耷拉吴慌忙跟出去,吴良辅见状知道耷拉吴又多了嘴,气急道:“你这个多事的东西!出了事你不捂着,怎么还尽往外挑啊?这事是闹着玩的吗?快去请太后!”“太后去了西山佛寺。”耷拉吴怯生生的说。吴良辅踢了他一脚,道:“还不快去请贵妃去坤宁宫!晚了,就要出人命了。”说完,他慌忙往坤宁宫方向跑去。

顺治踏进坤宁宫正殿,怒喝道:“娜依,你出来!娜依——”皇后从偏殿出来,见顺治来意不善,脸色一变,但很快恢复,说道:“我当是谁大呼小叫,原来是皇上,您有何贵干?”顺治上前斥道:“你自己作过什么心里明白,少跟我来这一套。”皇后心虚,仍嘴硬道:“欲加之罪,何患无辞。您要编排我什么罪过,我也不敢不领。”顺治气的发抖,震怒道:“你居然有脸说这种话,我今天要不严办你,你就要无法无天了。”皇后的脾气也上来了,不甘示弱向顺治道:“我等着呢!您爱怎么处治怎么处治,反正迟早有这么一天。杀了我,正好给那个狐媚子腾地儿。这坤宁宫我早住够了!”顺治脸色铁青,恨道:“你别以为我不敢杀你!”他侧目看见侍卫佩带的宝剑,便回过头大步上前拔出一人的宝剑,剑锋指着皇后娜依。

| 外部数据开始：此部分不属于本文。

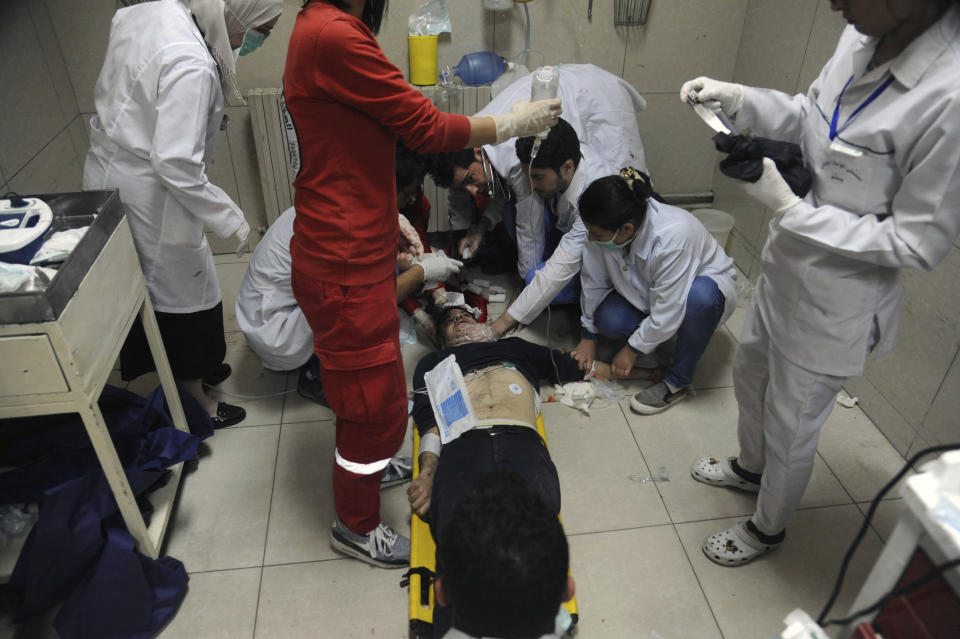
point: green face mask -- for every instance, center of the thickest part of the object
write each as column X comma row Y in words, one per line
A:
column 252, row 40
column 611, row 244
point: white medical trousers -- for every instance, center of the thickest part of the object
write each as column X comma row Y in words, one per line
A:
column 782, row 407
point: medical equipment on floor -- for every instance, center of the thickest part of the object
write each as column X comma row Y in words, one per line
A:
column 23, row 223
column 544, row 85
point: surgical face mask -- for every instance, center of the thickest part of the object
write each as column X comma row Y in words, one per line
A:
column 252, row 40
column 611, row 244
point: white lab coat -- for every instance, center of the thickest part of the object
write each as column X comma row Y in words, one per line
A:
column 831, row 265
column 159, row 107
column 655, row 272
column 601, row 107
column 564, row 264
column 267, row 311
column 830, row 287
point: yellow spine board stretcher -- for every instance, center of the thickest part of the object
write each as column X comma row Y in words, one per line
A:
column 423, row 563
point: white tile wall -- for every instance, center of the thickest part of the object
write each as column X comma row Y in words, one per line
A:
column 55, row 168
column 32, row 110
column 82, row 29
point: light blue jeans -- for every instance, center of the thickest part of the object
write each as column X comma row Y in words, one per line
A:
column 618, row 318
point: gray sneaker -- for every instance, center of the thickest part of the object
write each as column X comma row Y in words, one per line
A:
column 656, row 398
column 399, row 470
column 383, row 546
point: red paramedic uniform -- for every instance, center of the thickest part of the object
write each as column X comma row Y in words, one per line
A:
column 348, row 105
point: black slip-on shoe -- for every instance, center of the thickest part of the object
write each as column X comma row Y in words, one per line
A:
column 228, row 415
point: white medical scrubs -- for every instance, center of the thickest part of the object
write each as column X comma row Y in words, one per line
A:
column 601, row 107
column 655, row 272
column 267, row 311
column 159, row 107
column 885, row 196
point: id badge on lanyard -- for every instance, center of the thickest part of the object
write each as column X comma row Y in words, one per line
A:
column 836, row 128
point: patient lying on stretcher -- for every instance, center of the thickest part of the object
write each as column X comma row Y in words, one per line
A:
column 502, row 379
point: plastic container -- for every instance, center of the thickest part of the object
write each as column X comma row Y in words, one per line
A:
column 423, row 60
column 718, row 223
column 23, row 223
column 481, row 67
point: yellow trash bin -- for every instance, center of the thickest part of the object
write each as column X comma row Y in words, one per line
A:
column 423, row 59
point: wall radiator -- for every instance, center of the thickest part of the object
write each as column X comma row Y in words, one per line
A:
column 277, row 170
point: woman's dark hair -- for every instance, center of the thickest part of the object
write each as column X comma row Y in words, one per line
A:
column 410, row 166
column 612, row 201
column 373, row 12
column 443, row 165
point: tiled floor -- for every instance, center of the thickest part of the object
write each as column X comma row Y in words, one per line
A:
column 252, row 522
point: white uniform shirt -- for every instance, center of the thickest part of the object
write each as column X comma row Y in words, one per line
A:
column 565, row 262
column 601, row 107
column 267, row 311
column 831, row 265
column 159, row 107
column 655, row 272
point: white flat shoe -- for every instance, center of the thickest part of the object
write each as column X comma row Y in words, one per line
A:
column 716, row 471
column 735, row 546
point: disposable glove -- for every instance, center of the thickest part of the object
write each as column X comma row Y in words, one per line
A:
column 715, row 95
column 437, row 267
column 471, row 242
column 771, row 189
column 409, row 238
column 424, row 322
column 527, row 118
column 243, row 238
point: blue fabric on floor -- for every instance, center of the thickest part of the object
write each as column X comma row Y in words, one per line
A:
column 79, row 552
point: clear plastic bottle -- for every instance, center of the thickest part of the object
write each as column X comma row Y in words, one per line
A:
column 481, row 67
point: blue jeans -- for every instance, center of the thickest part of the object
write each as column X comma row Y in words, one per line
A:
column 618, row 318
column 569, row 294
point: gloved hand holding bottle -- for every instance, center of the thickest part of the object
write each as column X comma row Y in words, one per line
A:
column 771, row 189
column 713, row 94
column 243, row 238
column 410, row 245
column 527, row 118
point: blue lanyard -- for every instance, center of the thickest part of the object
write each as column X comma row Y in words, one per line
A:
column 834, row 130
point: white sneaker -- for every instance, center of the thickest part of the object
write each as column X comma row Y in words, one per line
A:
column 383, row 546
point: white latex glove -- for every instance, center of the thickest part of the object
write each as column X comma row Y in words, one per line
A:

金燕子早在顺治进坤宁宫时便已知情不妙,跑去承乾宫搬救兵。她跪到董鄂妃榻前,哭道:“皇贵妃娘娘,您快去救救皇后吧!皇上要杀她了——”她边哭边磕头。董鄂妃的胸口正憋闷,听到此言,咳嗽了几声,虚弱道:“你说什么,皇上要杀皇后?”金燕子流着泪道:“太后不在宫里,现在只有您能劝住皇上。您快去看看吧,晚一点,皇后娘娘就没命了。”董鄂妃忙下床去,香雪赶忙拿衣服来替她穿上,道:“格格,您头发还没梳呢!”“来不及了,人命关天。”董鄂妃顾不得许多,便向宫门口走去,玉穗儿追上去替她披了件披风。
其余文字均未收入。